By Mary Munroe Seabrook

Mary Munroe Seabrook is the co-founder of Friends of the Commodore Trail. She wrote this opinion piece for the Spotlight.

It’s been obvious for at least two decades that South Bayshore Drive needs to be fixed. Flooding is a major problem. So are traffic bottlenecks. Worse, the South Bayshore corridor is a magnet for bicyclists, runners, and walkers; and for all of them, it’s one of Miami’s most dangerous roadways.

About 17 years ago, Miami-Dade County, which has control of the road, delegated the work of fixing it to the City of Miami and allocated funding for the project. That didn’t go well. With rotating commissioners and staff, the city moved slowly.

About four years ago, the county took back the project. Project plans were developed, and two public meetings were held – one in 2022 and another in 2023. Then nothing was heard until the county presented its plans at a public meeting on July 29.
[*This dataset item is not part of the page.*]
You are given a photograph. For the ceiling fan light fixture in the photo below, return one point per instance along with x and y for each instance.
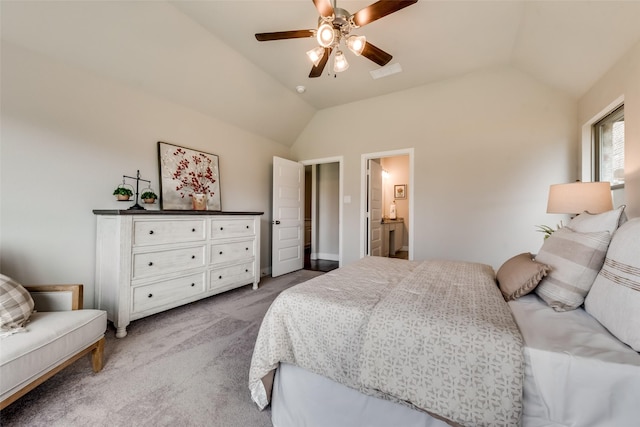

That didn’t go well, either.

The South Bayshore project is a central element in the five-mile Commodore Trail, which parallels South Bayshore Drive as it heads south. Next to the Rickenbacker Trail, the Commodore is the most popular trail in the county.

Although thousands use it every weekend for biking, walking, and running – and hundreds every weekday to get to local parks and schools – the trail is extremely dangerous.

The biggest problem with the county’s plan, critics say, is that it prioritizes the fast movement of cars over the safety of all other users – the runners, pedestrians, and cyclists who, for the past five years, have been begging the county to improve the Commodore Trail and make it safe.

I like the 8-88 rule: Make the Trail safe for someone who is age 8 and someone who is 88; someone who is visually impaired and someone who uses a wheelchair; not just the agile young adult.

The majority of those who spoke at the July 29 meeting advocated for the conditions they felt advanced safety and access. Many called for separate pathways for cyclists and pedestrians, slower vehicular speed and well-designed crosswalks. They argued that the county’s standardized shared-use path that combines cyclists and e-bikes with wheelchairs and dog-walkers is downright dangerous.

County planners argue that if they make any changes in the current plan, it will slow traffic and could impede buses and trolleys. The Friends of the Commodore Trail say that’s not necessarily so, and they have hired an urban design firm and traffic engineers who have proved it. But convincing the county to change roadway plans is no easier than getting a battleship to make a U-turn.

We refuse to accept that South Bayshore can’t be made safer. With other concerned citizens who care about Miami’s future livability, Friends of the Commodore Trail is building a movement for safer streets.

“Complete Streets” that are safe for all users, not just motorists, are a reality in many other cities and even some parts of Miami. Vision Zero, a county program to reduce roadway deaths and injuries, is an important component of Mayor Levine Cava’s administration.

The time has come to change course. Maintaining South Bayshore Drive as an alternative to U.S. 1 is a bad idea. South Bayshore Drive is a neighborhood road with homes, apartments, multiple parks and schools. The impatience of honking drivers should not push a design that fails to see the corridor through the lens of nature, neighbors, history and health.

What’s needed now is political pressure and public will to rebuild South Bayshore Drive in a way that will benefit all its users, not just motorists. Miami deserves safe streets.